The adventure to (and from) Trevi Fountain
In 2010, my wife and I worked for one of the major cruise lines. We signed off the ship we were working on in the morning in Rome, Italy but our flights weren’t until the following morning. So, after dropping off luggage at our airport hotel, we spent the day exploring Rome. After sightseeing all day, we had some dinner, then returned to see a few of the sights at night. The last of these was Trevi Fountain. We took the metro to the stop nearest Trevi Fountain on the line coming from near the Colosseum, thinking it would be easy to find from there but we were wrong. Eventually my wife used her limited Italian language skills to ask someone how to get to Trevi Fountain and we were on our way. But it was late, around 10:30pm and the final train leaving Roma Termini to get back to our hotel by the airport departed before midnight. This was before Google Maps and cell phones with GPS were common, so we had no idea whether we were 10 minutes or an hour away and no clue of how to get there other than retracing our steps to the metro station we had come from.

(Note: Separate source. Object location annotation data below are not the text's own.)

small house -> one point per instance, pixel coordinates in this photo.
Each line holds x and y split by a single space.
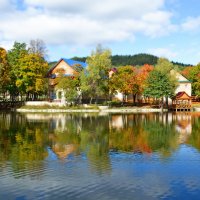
68 67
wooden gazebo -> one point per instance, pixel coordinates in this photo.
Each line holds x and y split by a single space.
181 102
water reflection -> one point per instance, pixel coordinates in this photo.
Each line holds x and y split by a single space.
25 138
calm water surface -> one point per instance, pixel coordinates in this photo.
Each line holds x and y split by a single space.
89 156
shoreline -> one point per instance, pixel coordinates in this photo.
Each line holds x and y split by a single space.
109 110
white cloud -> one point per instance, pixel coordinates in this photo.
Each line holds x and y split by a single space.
191 24
163 52
84 21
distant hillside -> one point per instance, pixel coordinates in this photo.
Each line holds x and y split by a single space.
138 59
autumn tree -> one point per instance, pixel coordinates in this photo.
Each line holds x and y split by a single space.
27 71
194 76
4 72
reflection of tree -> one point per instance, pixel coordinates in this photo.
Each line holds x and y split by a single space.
161 137
66 142
95 142
131 137
21 142
194 138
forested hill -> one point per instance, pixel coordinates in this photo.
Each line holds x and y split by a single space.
138 59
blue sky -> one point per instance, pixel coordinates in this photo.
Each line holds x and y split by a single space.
167 28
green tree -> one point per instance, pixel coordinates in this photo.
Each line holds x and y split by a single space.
94 81
160 83
124 81
14 55
30 78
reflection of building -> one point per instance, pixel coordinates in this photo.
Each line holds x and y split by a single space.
62 151
183 123
117 121
183 127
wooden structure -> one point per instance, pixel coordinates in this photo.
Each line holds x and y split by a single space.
181 102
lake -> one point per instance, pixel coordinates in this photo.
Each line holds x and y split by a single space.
106 156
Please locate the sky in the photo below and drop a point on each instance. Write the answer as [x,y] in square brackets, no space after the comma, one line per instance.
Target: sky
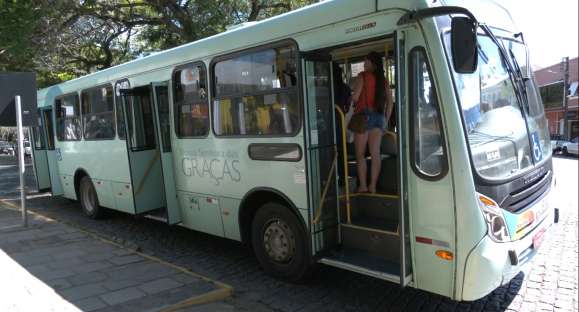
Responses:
[550,28]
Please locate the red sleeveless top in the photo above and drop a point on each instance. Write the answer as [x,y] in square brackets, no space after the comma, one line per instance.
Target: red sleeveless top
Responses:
[368,94]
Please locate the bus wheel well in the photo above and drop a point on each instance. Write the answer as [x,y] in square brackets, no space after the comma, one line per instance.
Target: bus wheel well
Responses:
[252,202]
[78,175]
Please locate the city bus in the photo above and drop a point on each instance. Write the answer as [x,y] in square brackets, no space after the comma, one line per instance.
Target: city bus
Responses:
[239,135]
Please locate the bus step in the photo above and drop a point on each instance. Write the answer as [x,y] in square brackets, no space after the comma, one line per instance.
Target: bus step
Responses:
[158,215]
[381,242]
[361,262]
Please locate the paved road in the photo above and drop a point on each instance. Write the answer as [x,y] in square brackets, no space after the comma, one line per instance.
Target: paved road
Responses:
[550,283]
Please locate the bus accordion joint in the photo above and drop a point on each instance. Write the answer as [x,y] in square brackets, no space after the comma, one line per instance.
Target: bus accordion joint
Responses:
[444,255]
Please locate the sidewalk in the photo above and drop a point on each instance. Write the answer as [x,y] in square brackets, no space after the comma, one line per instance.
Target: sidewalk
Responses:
[50,266]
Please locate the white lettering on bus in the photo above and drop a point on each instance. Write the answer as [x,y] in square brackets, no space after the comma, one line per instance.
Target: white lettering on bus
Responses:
[214,168]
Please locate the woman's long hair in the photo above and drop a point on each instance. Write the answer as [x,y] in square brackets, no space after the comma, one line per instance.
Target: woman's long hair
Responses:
[379,97]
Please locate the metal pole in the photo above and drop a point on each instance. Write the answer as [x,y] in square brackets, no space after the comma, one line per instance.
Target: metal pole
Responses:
[565,102]
[21,165]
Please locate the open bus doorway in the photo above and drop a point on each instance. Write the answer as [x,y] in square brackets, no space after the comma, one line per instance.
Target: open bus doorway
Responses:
[363,234]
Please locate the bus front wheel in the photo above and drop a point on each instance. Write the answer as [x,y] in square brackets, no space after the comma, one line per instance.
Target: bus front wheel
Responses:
[280,242]
[89,199]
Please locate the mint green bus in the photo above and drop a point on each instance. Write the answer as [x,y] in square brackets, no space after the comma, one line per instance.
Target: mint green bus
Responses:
[241,135]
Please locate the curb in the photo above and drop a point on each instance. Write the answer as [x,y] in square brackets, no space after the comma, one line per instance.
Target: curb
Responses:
[223,290]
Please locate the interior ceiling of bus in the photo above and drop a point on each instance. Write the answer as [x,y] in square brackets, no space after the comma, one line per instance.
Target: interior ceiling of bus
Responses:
[363,49]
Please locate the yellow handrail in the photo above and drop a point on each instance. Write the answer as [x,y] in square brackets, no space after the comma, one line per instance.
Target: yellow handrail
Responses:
[345,163]
[318,215]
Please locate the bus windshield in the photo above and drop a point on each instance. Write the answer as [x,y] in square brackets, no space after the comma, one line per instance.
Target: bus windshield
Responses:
[495,119]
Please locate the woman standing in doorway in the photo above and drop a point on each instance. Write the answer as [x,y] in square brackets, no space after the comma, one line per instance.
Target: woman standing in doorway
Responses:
[375,104]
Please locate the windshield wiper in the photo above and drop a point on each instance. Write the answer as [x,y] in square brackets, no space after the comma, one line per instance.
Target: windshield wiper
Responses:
[508,65]
[514,79]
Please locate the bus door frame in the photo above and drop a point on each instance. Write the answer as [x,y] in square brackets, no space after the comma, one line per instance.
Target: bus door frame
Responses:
[39,155]
[167,165]
[406,267]
[324,238]
[143,161]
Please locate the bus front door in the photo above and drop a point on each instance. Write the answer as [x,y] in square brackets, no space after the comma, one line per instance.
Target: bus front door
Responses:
[143,150]
[163,121]
[41,170]
[429,196]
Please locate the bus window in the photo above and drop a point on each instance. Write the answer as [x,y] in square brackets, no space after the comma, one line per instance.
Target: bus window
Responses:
[191,107]
[429,156]
[98,113]
[68,118]
[256,93]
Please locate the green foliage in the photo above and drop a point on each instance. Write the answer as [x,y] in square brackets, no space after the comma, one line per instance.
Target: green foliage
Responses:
[64,39]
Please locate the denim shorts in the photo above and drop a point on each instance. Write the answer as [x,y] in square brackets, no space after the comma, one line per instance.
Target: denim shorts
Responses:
[376,120]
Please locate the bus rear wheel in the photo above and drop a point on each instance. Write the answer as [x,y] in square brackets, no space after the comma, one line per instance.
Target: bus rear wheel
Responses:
[89,200]
[279,243]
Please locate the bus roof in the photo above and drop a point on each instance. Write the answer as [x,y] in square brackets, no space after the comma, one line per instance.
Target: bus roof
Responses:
[237,38]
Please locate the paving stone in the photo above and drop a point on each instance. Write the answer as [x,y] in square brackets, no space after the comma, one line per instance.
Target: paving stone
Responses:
[90,304]
[83,291]
[159,285]
[120,260]
[87,278]
[123,295]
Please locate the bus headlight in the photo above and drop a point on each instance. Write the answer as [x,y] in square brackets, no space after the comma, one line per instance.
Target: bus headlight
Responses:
[494,219]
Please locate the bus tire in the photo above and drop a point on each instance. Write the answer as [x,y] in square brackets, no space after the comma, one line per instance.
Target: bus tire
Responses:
[280,243]
[89,200]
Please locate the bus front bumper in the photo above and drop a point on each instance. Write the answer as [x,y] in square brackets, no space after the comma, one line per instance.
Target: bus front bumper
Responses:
[493,264]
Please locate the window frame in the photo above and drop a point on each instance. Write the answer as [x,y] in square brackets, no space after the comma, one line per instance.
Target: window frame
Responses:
[173,103]
[298,88]
[60,97]
[104,85]
[412,92]
[118,82]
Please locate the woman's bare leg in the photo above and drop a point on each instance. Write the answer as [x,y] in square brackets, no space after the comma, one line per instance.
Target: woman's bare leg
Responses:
[360,141]
[374,141]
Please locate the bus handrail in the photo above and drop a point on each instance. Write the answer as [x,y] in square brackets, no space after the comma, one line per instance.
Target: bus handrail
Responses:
[345,162]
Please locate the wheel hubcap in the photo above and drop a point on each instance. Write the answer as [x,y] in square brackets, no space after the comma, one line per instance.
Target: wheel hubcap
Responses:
[279,241]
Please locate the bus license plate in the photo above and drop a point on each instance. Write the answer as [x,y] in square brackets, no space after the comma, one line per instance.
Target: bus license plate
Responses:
[538,238]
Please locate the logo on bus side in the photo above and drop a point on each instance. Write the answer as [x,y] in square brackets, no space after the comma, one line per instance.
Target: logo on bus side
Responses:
[212,164]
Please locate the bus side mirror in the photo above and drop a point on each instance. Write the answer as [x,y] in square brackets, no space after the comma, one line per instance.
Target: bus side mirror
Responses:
[464,45]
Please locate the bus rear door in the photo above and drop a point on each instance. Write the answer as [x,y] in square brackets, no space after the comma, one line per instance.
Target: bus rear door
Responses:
[40,163]
[143,150]
[52,154]
[163,121]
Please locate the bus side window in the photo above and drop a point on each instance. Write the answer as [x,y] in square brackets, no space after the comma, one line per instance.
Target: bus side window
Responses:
[256,93]
[68,118]
[428,155]
[191,103]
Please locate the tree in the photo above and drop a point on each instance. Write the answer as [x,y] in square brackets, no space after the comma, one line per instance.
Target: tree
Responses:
[62,39]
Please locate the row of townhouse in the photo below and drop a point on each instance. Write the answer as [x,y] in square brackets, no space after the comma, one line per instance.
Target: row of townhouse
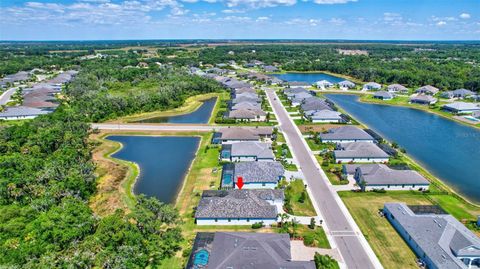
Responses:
[366,161]
[249,179]
[315,109]
[38,99]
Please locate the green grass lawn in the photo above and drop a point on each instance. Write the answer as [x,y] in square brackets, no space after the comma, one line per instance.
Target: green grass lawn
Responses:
[318,234]
[329,170]
[389,247]
[294,191]
[279,151]
[392,251]
[280,137]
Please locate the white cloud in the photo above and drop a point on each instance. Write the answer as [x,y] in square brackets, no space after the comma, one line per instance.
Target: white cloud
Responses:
[389,16]
[233,11]
[332,2]
[263,19]
[260,3]
[337,21]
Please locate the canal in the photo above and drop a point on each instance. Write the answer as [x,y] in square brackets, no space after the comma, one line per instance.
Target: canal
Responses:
[201,115]
[163,160]
[308,77]
[449,150]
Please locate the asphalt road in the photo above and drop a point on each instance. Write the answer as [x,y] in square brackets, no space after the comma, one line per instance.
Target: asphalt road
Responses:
[5,96]
[346,237]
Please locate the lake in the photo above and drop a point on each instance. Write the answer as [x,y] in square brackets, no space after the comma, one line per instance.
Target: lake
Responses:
[308,77]
[201,115]
[449,150]
[163,160]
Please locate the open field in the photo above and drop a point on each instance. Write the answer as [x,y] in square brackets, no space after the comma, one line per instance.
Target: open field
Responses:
[191,104]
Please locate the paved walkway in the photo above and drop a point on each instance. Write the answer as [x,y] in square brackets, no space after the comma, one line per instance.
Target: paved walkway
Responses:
[341,229]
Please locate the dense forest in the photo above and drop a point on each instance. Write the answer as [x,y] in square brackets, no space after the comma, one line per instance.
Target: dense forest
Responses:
[47,175]
[445,66]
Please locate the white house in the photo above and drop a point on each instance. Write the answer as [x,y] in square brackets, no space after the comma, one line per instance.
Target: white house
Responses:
[322,84]
[325,115]
[239,207]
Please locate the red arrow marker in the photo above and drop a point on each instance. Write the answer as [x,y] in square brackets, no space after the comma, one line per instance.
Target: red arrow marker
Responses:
[240,183]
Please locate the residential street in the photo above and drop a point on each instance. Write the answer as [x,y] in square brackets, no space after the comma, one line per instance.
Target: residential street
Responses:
[5,96]
[156,127]
[339,224]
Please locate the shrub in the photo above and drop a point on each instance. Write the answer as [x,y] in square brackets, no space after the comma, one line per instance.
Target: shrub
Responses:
[308,240]
[257,225]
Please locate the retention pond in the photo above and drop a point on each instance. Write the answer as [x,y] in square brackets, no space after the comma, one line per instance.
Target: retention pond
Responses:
[449,150]
[164,162]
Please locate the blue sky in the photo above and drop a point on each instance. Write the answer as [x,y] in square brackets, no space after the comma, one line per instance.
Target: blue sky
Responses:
[240,19]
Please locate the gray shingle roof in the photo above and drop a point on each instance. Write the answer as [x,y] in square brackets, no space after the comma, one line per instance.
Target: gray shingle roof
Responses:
[428,89]
[248,148]
[263,172]
[459,106]
[383,95]
[326,115]
[346,133]
[246,105]
[300,96]
[244,133]
[253,250]
[238,204]
[293,91]
[380,174]
[246,99]
[350,169]
[462,92]
[346,83]
[243,113]
[372,85]
[314,103]
[360,150]
[441,237]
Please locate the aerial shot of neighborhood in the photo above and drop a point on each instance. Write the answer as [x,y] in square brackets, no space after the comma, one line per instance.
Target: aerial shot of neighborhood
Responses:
[237,134]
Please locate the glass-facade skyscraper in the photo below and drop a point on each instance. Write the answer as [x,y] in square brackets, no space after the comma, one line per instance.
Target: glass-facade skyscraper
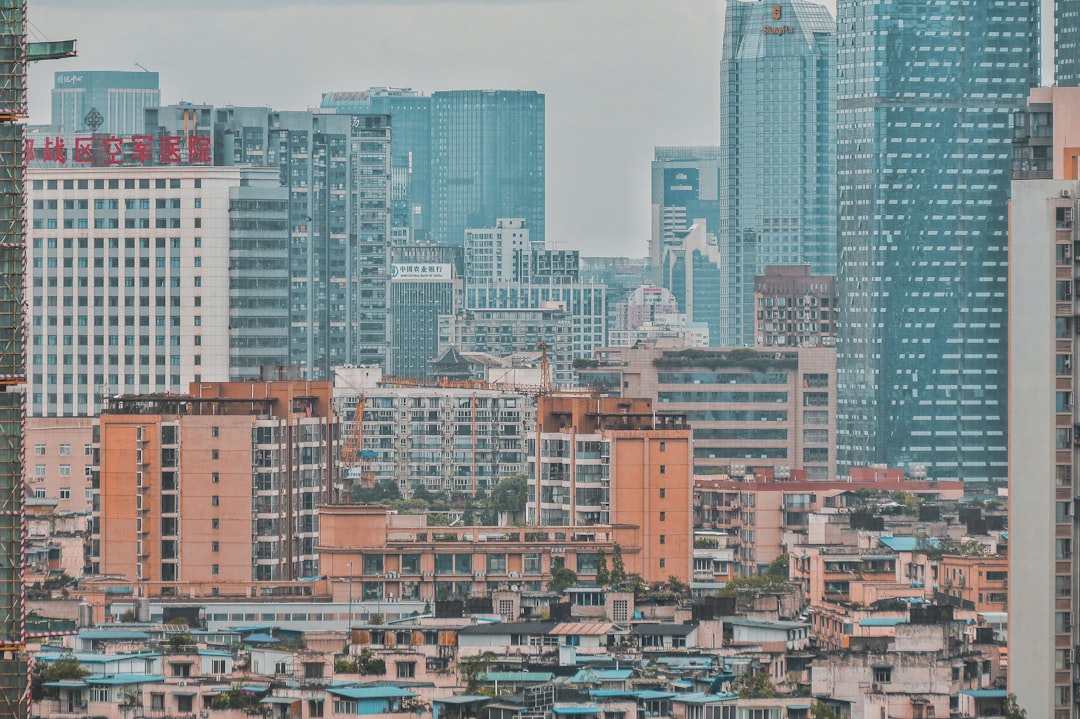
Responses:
[926,93]
[487,161]
[686,184]
[778,175]
[103,100]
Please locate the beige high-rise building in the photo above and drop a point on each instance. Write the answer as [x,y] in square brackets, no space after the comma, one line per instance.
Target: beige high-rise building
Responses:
[1043,421]
[748,408]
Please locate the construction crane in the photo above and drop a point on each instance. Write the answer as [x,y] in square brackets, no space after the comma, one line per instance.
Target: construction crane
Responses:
[14,55]
[353,455]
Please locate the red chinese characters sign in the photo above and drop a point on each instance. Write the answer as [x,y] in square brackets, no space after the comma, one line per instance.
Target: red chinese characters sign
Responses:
[112,150]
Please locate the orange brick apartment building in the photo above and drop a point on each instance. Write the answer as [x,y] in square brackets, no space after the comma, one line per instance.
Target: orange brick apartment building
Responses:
[212,492]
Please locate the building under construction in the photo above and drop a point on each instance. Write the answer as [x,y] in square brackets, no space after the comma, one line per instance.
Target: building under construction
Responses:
[14,55]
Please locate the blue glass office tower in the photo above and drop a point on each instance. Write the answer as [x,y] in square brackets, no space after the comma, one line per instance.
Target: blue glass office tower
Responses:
[487,161]
[1067,42]
[686,182]
[778,174]
[926,93]
[103,100]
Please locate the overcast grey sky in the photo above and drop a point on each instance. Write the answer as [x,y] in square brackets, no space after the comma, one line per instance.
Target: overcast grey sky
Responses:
[620,76]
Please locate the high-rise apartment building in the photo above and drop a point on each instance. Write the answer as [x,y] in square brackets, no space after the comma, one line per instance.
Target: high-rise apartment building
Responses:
[336,171]
[747,408]
[424,285]
[442,438]
[215,491]
[142,280]
[598,460]
[686,182]
[795,308]
[1067,43]
[495,254]
[103,100]
[487,161]
[1043,422]
[925,100]
[778,139]
[409,153]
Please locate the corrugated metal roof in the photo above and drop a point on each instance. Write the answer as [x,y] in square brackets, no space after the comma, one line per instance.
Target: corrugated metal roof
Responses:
[581,628]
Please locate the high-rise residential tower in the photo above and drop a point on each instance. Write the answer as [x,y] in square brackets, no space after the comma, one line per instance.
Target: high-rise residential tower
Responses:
[778,173]
[487,153]
[103,100]
[336,171]
[1043,382]
[409,153]
[925,99]
[1067,42]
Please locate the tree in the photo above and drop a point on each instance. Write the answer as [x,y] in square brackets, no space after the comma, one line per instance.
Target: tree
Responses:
[1012,709]
[510,494]
[603,577]
[821,710]
[779,568]
[562,578]
[472,667]
[618,568]
[754,684]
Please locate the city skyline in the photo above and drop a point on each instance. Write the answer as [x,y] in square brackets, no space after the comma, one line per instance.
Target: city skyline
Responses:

My wife looked at the fountain for about a minute then started walking back towards the metro station. I spent a couple minutes taking photos then ran after her. Our timing was not good, we just missed the train we needed at the metro station and had to wait 10-15 minutes for the next one, time we didn’t have to spare. We arrived at the Termini metro station which is connected to Roma Termini a little over 5 minutes before our train was supposed to depart and realized how incredibly massive the train station is. As we ran towards the platform our train was leaving from (conveniently as far away from where we were coming from as possible), we heard an announcement in Italian, not knowing what the announcement was but knowing just enough Italian to know it was about our train and assuming the announcement was that the train was about to depart.
Our run turned into a sprint, believing we had seconds, not minutes before the train would pull away. I made it to the train first and jumped on, looking back as she continued to run towards the train, still not confident she would make it before the train started moving. Fortunately, she did, and we had a seat on the mostly empty train and caught our breath. It turned out that the train departed several minutes late. We chatted with one of the few people seated near us as we waited for the train to depart. He was from New York and had come to Italy to visit a woman he had met online. She lived a couple hours from Rome and he had flown from New York to Rome but somehow didn’t see any of the sights in Rome which I found a little strange, but to each their own.